Data Stream Processing in Massively Distributed Heterogeneous Environments
The ACM International Conference on Distributed and Event‐Based Systems (DEBS) is a premier venue for academia and industry to discuss cutting-edge research of distributed and event-based computing and data processing. DEBS 2024 will be a forum dedicated to the dissemination of original research, the discussion of practical insights, and the reporting of experiences relevant to distributed and event‐based systems.
The 18th DEBS conference will be held between June 25-28, 2024 in Lyon, France. BIFOLD Co-Director Volker Markl will deliver a keynote titled “NebulaStream – Data Stream Processing in Massively Distributed Heterogeneous Environments” on June 26.
In this talk, Volker Markl will describe several challenges arising due to novel applications and architectures for distributed data stream processing. He will present NebulaStream, an innovative open-source system, currently being built to address these challenges. In addition, he will describe NebulaStream's design principles, architecture, performance, application scenarios, as well as the current status of the open-source development.
Abstract:
Modern data-driven applications arising in such domains as smart manufacturing, healthcare, and the Internet of Things pose new challenges to data processing systems. Traditional stream processing systems, such as Flink, Spark, or Kafka, are ill-suited to cope with the massive scale of distribution, the heterogeneous computing landscape, and the requirement for timely processing and actuation. Classical approaches like managed runtimes, interpretation-based query processing, and the optimization of single queries that neglect interactions greatly limit throughput, latency, and the general usability of these systems for emerging applications involving distributed data processing at scale.

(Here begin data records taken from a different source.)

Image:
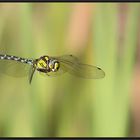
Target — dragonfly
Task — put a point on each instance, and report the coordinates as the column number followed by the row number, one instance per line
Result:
column 50, row 66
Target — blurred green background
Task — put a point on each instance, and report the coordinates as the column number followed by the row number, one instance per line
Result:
column 104, row 35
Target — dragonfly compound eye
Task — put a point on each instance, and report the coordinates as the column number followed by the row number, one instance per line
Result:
column 54, row 65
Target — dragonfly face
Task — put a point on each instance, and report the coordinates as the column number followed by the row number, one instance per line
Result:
column 45, row 64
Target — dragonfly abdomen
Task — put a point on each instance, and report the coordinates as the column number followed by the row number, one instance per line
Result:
column 15, row 58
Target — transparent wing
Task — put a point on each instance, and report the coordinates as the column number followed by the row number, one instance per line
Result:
column 14, row 68
column 72, row 65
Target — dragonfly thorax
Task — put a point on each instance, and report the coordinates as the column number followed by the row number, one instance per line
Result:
column 46, row 64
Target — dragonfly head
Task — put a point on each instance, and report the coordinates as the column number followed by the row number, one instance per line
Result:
column 54, row 65
column 46, row 64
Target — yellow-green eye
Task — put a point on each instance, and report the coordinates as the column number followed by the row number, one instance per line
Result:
column 41, row 64
column 56, row 65
column 47, row 58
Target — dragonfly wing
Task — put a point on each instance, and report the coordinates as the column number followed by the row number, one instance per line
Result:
column 74, row 67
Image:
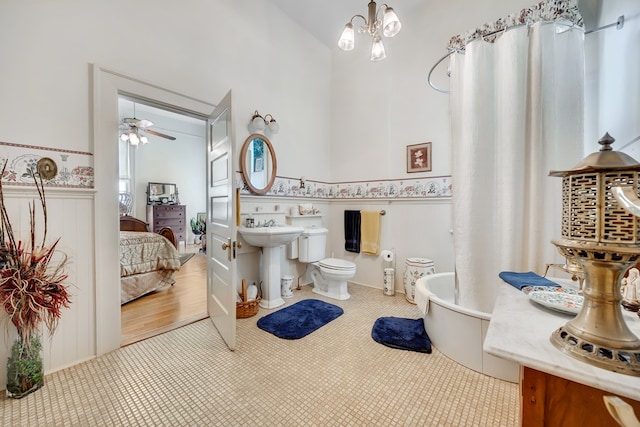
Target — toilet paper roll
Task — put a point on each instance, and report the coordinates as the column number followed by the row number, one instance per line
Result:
column 387, row 255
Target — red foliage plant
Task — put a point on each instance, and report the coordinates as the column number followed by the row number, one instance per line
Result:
column 31, row 285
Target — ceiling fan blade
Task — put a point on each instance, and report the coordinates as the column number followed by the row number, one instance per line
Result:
column 139, row 123
column 162, row 135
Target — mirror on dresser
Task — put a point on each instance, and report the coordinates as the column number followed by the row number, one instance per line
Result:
column 258, row 163
column 164, row 210
column 159, row 193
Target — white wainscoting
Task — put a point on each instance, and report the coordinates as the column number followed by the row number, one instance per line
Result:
column 71, row 217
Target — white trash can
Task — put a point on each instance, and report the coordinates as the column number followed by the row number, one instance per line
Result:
column 414, row 269
column 286, row 286
column 389, row 285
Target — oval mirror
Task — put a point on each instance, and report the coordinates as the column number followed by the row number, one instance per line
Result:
column 258, row 163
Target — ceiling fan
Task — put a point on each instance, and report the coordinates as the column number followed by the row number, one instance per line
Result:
column 135, row 130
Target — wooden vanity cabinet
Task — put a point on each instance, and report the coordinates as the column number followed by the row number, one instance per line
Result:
column 172, row 216
column 548, row 400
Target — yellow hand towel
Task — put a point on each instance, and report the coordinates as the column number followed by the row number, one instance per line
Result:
column 370, row 232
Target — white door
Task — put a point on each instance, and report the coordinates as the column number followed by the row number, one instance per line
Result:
column 221, row 226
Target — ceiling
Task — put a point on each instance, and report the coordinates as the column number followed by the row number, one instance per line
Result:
column 326, row 20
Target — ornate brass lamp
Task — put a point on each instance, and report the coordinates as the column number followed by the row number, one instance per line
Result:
column 601, row 233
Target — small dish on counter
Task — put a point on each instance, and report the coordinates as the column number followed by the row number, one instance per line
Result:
column 528, row 289
column 560, row 301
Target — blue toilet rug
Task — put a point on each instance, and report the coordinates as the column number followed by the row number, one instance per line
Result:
column 400, row 333
column 300, row 319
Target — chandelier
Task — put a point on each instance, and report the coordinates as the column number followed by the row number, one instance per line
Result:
column 390, row 25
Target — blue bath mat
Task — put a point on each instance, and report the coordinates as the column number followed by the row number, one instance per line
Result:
column 404, row 334
column 300, row 319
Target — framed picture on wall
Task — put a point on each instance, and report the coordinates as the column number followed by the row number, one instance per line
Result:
column 419, row 157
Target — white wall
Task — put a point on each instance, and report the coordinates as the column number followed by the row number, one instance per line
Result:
column 613, row 77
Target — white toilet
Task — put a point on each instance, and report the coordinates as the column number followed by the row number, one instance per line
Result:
column 329, row 275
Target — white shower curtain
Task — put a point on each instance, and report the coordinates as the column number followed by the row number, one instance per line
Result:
column 517, row 113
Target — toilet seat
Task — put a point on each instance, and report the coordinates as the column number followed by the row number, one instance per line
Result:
column 336, row 264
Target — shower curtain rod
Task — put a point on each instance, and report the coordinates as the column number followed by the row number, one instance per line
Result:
column 619, row 24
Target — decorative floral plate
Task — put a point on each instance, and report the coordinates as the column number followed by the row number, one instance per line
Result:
column 528, row 289
column 559, row 301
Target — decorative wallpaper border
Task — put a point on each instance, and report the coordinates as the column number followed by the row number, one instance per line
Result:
column 411, row 188
column 75, row 168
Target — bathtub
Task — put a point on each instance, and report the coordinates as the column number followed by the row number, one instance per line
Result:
column 459, row 332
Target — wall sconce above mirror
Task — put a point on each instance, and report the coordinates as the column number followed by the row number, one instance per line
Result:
column 260, row 124
column 258, row 163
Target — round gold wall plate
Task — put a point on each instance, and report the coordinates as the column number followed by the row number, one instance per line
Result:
column 47, row 168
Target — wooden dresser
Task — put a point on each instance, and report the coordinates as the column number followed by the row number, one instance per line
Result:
column 173, row 216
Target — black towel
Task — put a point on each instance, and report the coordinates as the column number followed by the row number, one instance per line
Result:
column 352, row 231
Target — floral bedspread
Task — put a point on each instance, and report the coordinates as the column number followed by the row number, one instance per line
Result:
column 145, row 252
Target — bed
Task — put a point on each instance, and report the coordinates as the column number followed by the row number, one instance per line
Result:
column 148, row 260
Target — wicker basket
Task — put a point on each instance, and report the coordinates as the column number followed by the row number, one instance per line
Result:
column 247, row 308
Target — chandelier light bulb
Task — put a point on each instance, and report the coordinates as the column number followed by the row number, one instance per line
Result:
column 133, row 139
column 347, row 39
column 391, row 25
column 377, row 49
column 388, row 27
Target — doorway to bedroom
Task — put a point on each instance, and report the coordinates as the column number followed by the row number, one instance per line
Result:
column 165, row 148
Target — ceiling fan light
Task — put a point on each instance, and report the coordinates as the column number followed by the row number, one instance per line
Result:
column 377, row 49
column 391, row 25
column 347, row 39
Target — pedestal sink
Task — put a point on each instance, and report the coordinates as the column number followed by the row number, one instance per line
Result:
column 270, row 239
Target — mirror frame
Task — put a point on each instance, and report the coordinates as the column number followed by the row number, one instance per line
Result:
column 246, row 174
column 157, row 199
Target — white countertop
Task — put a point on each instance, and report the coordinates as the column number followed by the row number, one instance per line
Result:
column 520, row 330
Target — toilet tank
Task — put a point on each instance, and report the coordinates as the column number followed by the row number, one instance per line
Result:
column 311, row 244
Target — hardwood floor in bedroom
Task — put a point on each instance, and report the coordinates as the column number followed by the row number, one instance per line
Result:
column 169, row 308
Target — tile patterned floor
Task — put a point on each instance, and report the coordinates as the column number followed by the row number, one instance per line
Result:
column 336, row 376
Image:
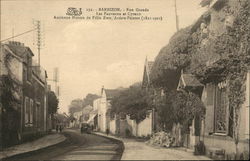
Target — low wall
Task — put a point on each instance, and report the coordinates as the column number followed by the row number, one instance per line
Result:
column 112, row 126
column 145, row 126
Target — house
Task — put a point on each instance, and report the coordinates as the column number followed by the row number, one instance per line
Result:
column 190, row 83
column 78, row 118
column 218, row 127
column 28, row 114
column 105, row 107
column 123, row 125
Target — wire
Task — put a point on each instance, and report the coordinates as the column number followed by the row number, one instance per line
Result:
column 18, row 35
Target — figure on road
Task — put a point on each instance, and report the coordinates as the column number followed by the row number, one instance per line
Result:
column 56, row 128
column 60, row 128
column 107, row 132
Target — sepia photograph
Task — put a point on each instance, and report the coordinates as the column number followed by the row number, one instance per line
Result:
column 124, row 79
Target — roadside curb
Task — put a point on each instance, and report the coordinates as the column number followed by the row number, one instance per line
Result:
column 120, row 143
column 8, row 157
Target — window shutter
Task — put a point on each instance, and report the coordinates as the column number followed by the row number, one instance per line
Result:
column 209, row 120
column 26, row 110
column 31, row 111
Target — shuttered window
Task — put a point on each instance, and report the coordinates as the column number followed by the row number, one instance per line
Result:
column 26, row 110
column 31, row 111
column 221, row 107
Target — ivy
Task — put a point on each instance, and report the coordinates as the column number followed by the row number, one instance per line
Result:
column 134, row 102
column 179, row 107
column 233, row 48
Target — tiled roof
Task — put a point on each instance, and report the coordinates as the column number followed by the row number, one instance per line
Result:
column 190, row 80
column 110, row 93
column 19, row 49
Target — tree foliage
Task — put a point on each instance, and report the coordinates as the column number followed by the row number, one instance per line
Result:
column 178, row 107
column 76, row 105
column 171, row 59
column 133, row 101
column 88, row 100
column 52, row 103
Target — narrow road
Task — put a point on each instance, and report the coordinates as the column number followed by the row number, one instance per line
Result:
column 77, row 147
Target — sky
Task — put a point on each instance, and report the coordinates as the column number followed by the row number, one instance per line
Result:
column 94, row 53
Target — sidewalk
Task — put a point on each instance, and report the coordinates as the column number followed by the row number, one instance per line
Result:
column 40, row 143
column 135, row 150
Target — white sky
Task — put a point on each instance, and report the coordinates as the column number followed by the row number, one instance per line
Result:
column 90, row 54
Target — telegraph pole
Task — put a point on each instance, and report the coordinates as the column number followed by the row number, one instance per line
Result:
column 176, row 17
column 39, row 38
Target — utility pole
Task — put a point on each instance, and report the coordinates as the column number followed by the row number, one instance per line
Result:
column 39, row 38
column 176, row 17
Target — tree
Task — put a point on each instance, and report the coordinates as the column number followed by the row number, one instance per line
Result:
column 133, row 101
column 75, row 106
column 88, row 100
column 178, row 107
column 52, row 103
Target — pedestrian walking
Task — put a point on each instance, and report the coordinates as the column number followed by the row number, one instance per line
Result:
column 107, row 132
column 56, row 128
column 60, row 128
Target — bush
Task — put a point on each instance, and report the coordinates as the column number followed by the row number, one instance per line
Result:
column 199, row 148
column 127, row 133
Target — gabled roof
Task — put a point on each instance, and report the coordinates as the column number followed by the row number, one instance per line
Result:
column 150, row 66
column 190, row 80
column 146, row 74
column 19, row 49
column 111, row 93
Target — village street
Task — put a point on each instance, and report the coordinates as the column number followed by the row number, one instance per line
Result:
column 76, row 147
column 127, row 80
column 98, row 146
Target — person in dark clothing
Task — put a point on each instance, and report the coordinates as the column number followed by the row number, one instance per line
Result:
column 60, row 128
column 56, row 128
column 107, row 132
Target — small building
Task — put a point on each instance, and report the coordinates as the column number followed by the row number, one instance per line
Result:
column 27, row 115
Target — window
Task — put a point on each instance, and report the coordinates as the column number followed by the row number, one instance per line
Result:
column 221, row 107
column 31, row 111
column 26, row 110
column 37, row 113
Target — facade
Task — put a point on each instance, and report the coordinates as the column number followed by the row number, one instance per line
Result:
column 104, row 108
column 218, row 126
column 27, row 117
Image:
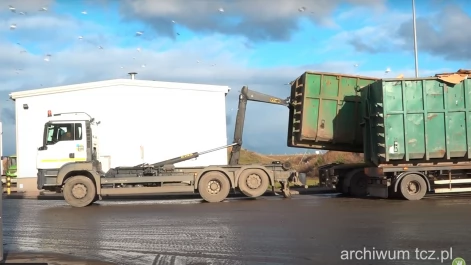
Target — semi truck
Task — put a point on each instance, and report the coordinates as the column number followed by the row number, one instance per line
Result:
column 78, row 174
column 414, row 132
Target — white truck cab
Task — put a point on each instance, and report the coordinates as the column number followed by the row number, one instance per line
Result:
column 67, row 138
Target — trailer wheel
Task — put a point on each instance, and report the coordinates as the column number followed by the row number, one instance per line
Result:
column 214, row 186
column 79, row 191
column 413, row 187
column 359, row 185
column 253, row 182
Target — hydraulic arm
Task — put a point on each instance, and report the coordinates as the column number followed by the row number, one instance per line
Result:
column 246, row 95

At BIFOLD / TU Berlin, we are researching and building NebulaStream, a novel data-stream processing system for massively distributed, heterogeneous environments. NebulaStream supports (potentially resource-constrained) heterogeneous devices, a hierarchical topology (with the distribution of computation and data flow in a cloud-edge-continuum), and the sharing of computations and data across multiple concurrent queries.
The key distinguishing features of NebulaStream, from a technological perspective, include the following:
An incremental and continuous query optimizer that considers the sharing of computation and intermediate results in conjunction with the placement of operations in a massively distributed, heterogeneous cloud-edge continuum.
A compilation-based approach for streaming queries, which avoids the need for managed runtimes and ensures excellent throughput and latency across the board, from small embedded devices to powerful processors.
A distributed runtime that supports in-network processing on a hierarchical topology of heterogeneous devices in an efficient and fault-tolerant way.